Jan 9, 2010

Best Films of the 1930s: The Wizard of Oz

1. The Wizard of Oz (Fleming, 1939)
2. It Happened One Night (Capra, 1934)
La Regle du Jeu (Renoir, 1939)
4. Snow White and the Seven Dwarfs (Disney, 1937)
5. The Lady Vanishes (Hitchcock, 1938)
6. King Kong (Cooper, 1933)
7. Gone With The Wind (Fleming, 1939)
8. Holiday (Cukor, 1938)
9. Top Hat (Sandrich, 1935)
10. Duck Soup (McCarey, 1933)

From a long-list that includes:—The Awful Truth, The 39 Steps, Bringing Up Baby, Scarface, Horse Feathers, Modern Times, M, Mr Smith Goes to Washington, L'Atalante, Nosferatu, Trouble in Paradise, The Blue Angel, All Quiet on the Western Front, Morocco, Gunga Din, Only Angels Have Wings, Stagecoach, City Lights, Angels Have Dirty Faces, Freaks, The Adventures of Robin Hood, Wuthering Heights, Camille, A Farewell to Arms, Frankenstein, La Grande Illusion, You Can't Take it With You, A Night at the Opera, 42nd Street, Mr Deeds Goes to Town, The Public Enemy
The films I most prize are the ones that look normal, and sound normal, and feel normal, but unfurl with the sinuous, sneaky logic of a dream. Movies that cast a spell. I don't mean surrealism — not a fan. I mean a big-budget studio picture that despite the involvement of hundreds of people, from money-grubbing producers to eagle-eyed costumiers, seems to have bloomed from the unconscious of a drowsy Keats. Birth is such a picture. So is Heat. And Blue Velvet. And Night of the Hunter. But the stepmother of them all is The Wizard of Oz. I recently had a spirited debate with my friend Nat about my theory that one cannot know and enjoy a picture made before you were born with quite the same casual intimacy of a film made in your lifetime. That older film can be 100 times better but it still doesn't breathe the same air you do in the same way that even a cruddy picture produced yesterday can. He brought up he example of a child watching the Wizard of Oz: doesnt it cast just as powerful a spell over child as anything produced last year. He had a point, but it had more to do with childhood, I think, than film's power to transcend period. Childhood is the one time of our lives where true communion with the past is possible. Surveying the films of the thirties — from King Kong to Snow White to The Wizard of Oz — is like taking a walking tour of my childhood. Not even a hundred Christmas viewings can dispel Oz's sheer oddity — its winged monkeys, flying cattle and evaporating witches — and yet the whole thing is dealt straight: I love the way Dorothy sets down in Oz and almost immediately starts dispensing good solid mid-western advice.

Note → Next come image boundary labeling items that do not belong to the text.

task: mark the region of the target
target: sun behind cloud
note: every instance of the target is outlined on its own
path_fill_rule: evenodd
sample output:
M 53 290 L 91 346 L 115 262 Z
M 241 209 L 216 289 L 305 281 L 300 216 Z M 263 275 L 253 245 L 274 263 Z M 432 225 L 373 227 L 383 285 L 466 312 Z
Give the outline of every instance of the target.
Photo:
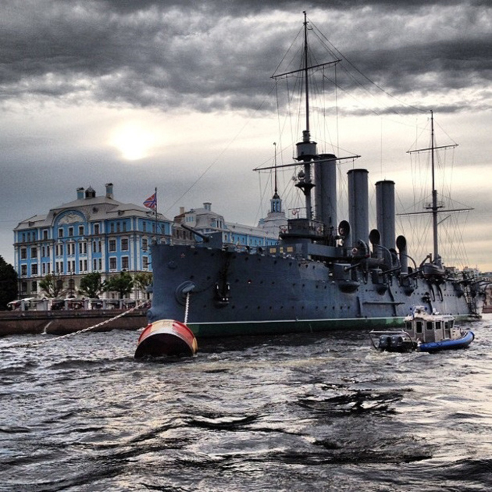
M 136 161 L 150 155 L 157 143 L 154 132 L 139 122 L 125 123 L 111 132 L 109 144 L 126 160 Z

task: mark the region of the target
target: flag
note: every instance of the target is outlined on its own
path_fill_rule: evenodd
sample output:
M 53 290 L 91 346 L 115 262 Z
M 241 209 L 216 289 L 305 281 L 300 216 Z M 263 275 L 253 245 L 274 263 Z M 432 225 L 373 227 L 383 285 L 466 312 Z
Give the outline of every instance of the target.
M 155 210 L 157 208 L 157 195 L 156 193 L 154 193 L 151 197 L 149 197 L 149 198 L 144 202 L 144 205 L 147 207 L 147 208 L 151 208 L 153 210 Z

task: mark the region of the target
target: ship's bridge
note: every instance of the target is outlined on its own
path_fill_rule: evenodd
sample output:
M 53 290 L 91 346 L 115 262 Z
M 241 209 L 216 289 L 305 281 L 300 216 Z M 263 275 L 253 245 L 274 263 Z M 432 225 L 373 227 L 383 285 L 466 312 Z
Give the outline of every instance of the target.
M 325 224 L 314 219 L 290 219 L 287 231 L 281 235 L 321 239 L 325 237 Z

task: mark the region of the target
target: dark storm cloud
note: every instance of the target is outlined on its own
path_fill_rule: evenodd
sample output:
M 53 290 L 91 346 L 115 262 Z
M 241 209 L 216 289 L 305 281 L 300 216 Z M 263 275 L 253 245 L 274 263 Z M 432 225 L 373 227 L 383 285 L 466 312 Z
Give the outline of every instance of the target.
M 479 7 L 488 4 L 422 0 L 408 7 L 404 0 L 339 0 L 327 7 L 312 0 L 302 8 L 329 10 L 332 20 L 368 9 L 375 19 L 395 11 L 409 19 L 420 7 L 453 5 L 466 23 L 459 39 L 433 39 L 425 32 L 397 45 L 383 39 L 371 50 L 357 26 L 347 57 L 367 78 L 347 77 L 344 89 L 373 82 L 401 96 L 416 88 L 424 94 L 489 82 L 492 36 L 473 31 L 474 16 L 489 15 Z M 271 90 L 272 69 L 300 26 L 300 10 L 297 2 L 256 0 L 11 2 L 0 20 L 1 97 L 202 111 L 257 109 Z M 298 13 L 297 25 L 292 13 Z M 350 26 L 327 23 L 320 27 L 346 36 Z M 274 103 L 267 100 L 263 108 Z

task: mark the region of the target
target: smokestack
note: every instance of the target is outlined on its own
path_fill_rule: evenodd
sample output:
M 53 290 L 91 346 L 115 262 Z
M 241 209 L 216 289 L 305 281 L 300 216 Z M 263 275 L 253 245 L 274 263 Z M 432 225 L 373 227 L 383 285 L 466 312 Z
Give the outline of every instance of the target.
M 352 246 L 360 239 L 367 242 L 369 214 L 367 169 L 350 169 L 348 176 L 348 220 L 352 229 Z
M 388 250 L 395 249 L 395 182 L 376 183 L 376 215 L 381 244 Z

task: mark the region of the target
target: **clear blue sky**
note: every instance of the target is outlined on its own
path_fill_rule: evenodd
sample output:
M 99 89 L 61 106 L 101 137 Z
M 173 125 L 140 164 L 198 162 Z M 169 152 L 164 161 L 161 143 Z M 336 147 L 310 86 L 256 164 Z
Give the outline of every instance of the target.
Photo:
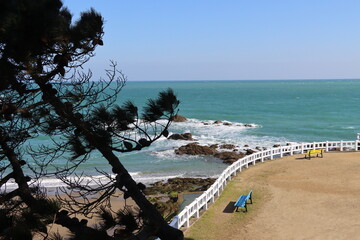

Any film that gets both Michael Jackson and Salman Rushdie in its corner is doing something right.

1 comment:

  1. I think I'd probably put M first on this list. I'd have to include The Testament of Dr. Mabuse somewhere, I'd place The Awful Truth far ahead of Duck Soup, and Ruggles of Red Gap ahead of The Awful Truth, I'd want a spot for Dodsworth, but most importantly, my list would be very Ford-heavy: Stagecoach and Young Mr. Lincoln at the least, and maybe Doctor Bull too.